Get Wet. Water aerobics classes are gaining popularity. Working with fan paddles and water dumbells provides added resistance in the water. Work your arms, chest and core muscles without sweating! Water aerobics may be available at your local fitness center, community swimming pool or YMCA.

Tame Stress While Toning. Melt away stress and tone at the same time with time-honored tai chi moves. Slow and graceful tai chi movements ease away tension and stress while burning calories. Tai chi is the perfect way to give both your mind and body an instant uplift.

Stretching It. Increase muscle performance and reduce the likelihood of injury by stretching before and after a workout. All it takes it about 5 to 10 minutes of stretching to prepare your body for a workout, and to relax your body afterwards.

Jumpstart your Workout. Liven up your cardio routine with a simple yet effective exercise. Jumping rope doesn’t cost as much as a gym membership and you can easily take a jump rope with you when you travel. No more excuses!
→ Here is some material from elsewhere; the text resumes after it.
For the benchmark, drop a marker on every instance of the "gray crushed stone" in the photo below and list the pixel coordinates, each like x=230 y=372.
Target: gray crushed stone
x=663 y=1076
Stay Hydrated. Don’t work out without water. Your muscles need water to work effectively. Stick with plain water and avoid sugary or caffeinated beverages. Prevent cramps and injury by staying well hydrated before, during, and after your workout.
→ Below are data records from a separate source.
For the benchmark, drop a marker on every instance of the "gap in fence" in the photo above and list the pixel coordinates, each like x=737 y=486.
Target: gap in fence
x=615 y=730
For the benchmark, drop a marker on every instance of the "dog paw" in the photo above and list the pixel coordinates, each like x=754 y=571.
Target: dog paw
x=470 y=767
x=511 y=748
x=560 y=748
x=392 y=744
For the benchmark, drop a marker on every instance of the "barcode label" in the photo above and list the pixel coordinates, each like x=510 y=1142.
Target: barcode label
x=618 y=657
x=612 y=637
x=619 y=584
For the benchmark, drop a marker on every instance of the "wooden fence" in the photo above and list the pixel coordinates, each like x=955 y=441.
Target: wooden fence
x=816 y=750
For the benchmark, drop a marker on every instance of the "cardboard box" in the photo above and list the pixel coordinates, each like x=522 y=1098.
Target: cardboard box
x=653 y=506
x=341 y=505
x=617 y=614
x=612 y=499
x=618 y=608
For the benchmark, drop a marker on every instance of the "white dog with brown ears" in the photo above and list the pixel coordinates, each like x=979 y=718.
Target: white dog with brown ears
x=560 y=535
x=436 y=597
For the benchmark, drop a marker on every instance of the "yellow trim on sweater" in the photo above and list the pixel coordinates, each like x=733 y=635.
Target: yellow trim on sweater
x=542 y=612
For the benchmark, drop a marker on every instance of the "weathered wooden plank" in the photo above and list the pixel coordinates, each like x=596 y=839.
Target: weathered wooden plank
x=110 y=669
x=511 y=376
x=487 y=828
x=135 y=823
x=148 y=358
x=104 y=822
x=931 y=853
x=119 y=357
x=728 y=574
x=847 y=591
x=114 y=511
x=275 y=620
Buddy Up. Having a workout buddy can make your workout more interesting and keep you motivated. Find a neighbor to walk with in the evenings after work, or a pal to lift weights with at the gym.

Get Out and Play. Who says you need to be inside a gym to workout? Grab some friends or family and play a sport. Football, tennis, basketball, and volleyball are fun and effective ways to burn fat and calories.

On the Ball. Use a stability ball to tone core muscles and develop core strength. Swap out your desk chair for a stability ball at work and see results in no time.

Sleep Tight. Getting enough sleep is important for any fitness program. You need at least 8 hours of sleep to maintain mentally and physically ready for your next workout.